Steel Rain began with the North Korean Leader crossing over to the South shortly after the coup d’état and showed a path to peace through cooperation between South Korean senior presidential secretary for foreign affairs and national security and a former agent of the North Korean Special Forces. However, Steel Rain 2 depicts a crisis on the brink of war in Northeast Asia after the three leaders are kidnapped and held in the North Korean nuclear submarine as the North Korean coup occurs during the summit between the two Koreas and the US.

Credit: Lotte Entertainment

Director Yang Woo Suk said, “If Steel Rain started from the imagination of ‘what if the right to decided regarding the peace issue of the Korean Peninsula had been completely left to the hands of South and North Korea?,’ Steel Rain 2 started from the reality of the Korean Peninsula caught up in complicated terrain such as the US-China conflict and Japan’s checks.”

The fact that Jung Woo Sung, who played a former agent of the North Korean Special Forces in Steel Rain, plays the role of the president of South Korea in Steel Rain 2, and Kwak Do Won, who played South Korean senior presidential secretary for foreign affairs and national security in Steel Rain, plays Supreme Guard Command Chief who leads the coup in Steel Rain 2 is also an extension of this critical thinking.

In other words, the movie shows the reality of even if the parties of the two Koreas change their camps and seek different solutions, the fate of the Korean Peninsula is not something that the South and the North can decide on their own.

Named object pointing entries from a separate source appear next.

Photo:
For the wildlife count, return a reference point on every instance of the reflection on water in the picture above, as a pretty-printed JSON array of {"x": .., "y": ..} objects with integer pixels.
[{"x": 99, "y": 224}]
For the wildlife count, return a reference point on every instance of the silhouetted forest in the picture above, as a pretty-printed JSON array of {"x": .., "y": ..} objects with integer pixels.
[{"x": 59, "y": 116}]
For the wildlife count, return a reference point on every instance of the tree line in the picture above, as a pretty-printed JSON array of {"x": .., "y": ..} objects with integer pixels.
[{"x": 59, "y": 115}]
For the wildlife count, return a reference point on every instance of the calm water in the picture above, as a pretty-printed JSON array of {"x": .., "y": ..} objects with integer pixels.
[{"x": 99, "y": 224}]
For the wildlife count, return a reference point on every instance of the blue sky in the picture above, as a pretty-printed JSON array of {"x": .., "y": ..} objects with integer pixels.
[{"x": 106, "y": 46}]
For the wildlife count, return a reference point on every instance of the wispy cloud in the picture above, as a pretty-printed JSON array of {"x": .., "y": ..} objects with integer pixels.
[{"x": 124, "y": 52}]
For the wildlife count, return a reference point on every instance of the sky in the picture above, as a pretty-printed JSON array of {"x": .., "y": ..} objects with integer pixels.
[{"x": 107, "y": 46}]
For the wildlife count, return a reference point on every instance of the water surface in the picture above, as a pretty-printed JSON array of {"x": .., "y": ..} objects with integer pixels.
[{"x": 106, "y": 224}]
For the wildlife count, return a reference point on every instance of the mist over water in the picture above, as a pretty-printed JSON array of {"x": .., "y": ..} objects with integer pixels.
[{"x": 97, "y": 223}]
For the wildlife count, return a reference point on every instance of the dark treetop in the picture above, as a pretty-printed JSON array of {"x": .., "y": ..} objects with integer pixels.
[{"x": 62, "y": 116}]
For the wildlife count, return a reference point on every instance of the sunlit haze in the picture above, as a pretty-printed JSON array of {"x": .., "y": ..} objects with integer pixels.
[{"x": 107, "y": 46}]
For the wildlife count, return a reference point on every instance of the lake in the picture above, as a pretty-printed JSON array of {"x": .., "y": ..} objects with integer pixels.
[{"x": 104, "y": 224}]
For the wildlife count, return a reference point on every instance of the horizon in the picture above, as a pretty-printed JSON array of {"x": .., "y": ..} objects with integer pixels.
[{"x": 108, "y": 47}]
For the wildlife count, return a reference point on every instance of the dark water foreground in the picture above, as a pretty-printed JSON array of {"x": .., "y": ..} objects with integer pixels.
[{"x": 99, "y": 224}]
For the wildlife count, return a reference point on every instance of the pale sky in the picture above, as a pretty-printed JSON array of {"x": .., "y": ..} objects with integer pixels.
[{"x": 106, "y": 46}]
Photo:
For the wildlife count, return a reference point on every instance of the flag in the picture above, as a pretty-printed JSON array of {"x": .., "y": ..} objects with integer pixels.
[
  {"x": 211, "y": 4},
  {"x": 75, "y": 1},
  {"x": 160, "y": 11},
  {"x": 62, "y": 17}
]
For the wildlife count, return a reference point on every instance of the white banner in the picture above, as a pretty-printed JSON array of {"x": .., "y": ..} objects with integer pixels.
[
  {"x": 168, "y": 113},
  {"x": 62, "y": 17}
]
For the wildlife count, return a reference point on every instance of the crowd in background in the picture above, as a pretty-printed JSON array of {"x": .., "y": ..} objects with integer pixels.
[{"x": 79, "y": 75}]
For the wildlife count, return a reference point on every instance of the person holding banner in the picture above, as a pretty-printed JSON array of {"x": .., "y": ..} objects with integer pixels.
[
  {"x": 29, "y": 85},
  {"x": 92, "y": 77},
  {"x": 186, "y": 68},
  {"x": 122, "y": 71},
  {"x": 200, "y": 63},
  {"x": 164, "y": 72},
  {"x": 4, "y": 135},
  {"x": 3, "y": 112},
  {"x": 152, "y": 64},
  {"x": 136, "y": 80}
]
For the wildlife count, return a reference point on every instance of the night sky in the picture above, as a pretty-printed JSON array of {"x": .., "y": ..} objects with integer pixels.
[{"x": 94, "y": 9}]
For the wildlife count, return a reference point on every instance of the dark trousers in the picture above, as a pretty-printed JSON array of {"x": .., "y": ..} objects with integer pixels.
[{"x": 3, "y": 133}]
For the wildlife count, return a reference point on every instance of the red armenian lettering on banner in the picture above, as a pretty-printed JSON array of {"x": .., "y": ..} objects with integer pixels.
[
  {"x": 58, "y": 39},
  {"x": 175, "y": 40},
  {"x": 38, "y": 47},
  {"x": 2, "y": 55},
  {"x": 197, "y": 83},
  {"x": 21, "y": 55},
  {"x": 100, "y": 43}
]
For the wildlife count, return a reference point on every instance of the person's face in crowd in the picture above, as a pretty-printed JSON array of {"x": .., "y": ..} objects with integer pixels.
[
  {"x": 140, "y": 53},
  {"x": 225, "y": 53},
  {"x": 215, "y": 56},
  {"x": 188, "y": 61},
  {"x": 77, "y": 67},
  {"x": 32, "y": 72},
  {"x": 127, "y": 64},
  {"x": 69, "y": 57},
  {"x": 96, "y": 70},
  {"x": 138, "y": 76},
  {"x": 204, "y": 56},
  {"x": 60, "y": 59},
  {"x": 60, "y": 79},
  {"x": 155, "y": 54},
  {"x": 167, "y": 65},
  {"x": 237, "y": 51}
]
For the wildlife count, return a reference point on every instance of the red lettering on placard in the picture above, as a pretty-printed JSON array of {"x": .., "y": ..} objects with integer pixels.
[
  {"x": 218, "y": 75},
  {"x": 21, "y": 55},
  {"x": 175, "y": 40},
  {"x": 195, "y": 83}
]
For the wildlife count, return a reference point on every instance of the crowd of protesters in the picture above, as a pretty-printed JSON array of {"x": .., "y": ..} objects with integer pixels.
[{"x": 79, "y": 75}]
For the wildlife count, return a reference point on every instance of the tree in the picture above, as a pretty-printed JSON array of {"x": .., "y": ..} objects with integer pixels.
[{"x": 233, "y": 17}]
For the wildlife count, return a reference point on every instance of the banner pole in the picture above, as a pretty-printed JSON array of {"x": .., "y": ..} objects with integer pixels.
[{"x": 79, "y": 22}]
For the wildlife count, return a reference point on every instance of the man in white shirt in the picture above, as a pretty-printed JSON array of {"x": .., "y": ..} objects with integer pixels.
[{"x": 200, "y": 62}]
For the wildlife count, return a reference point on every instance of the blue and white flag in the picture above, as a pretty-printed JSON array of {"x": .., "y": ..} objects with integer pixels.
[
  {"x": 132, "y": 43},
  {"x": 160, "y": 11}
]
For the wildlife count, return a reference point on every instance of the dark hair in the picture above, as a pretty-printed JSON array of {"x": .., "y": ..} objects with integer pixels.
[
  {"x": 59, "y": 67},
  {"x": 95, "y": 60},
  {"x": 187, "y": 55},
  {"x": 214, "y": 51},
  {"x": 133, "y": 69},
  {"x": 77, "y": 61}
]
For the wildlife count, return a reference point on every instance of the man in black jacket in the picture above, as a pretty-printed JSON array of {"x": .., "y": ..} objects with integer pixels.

Steel Rain, which started as a fantasy but proceeded with the reality, and Steel Rain 2, which begins with the reality of the two Koreas of being in the center of storm among superpower, but dramatically follows the path to peace, have a complementary relationship.

Steel Rain 2, a realistic portrayal of a possible crisis between the divided Koreas and the great powers surrounding the Korean Peninsula with expanded critical thinking and greater scale, is scheduled to be released this summer.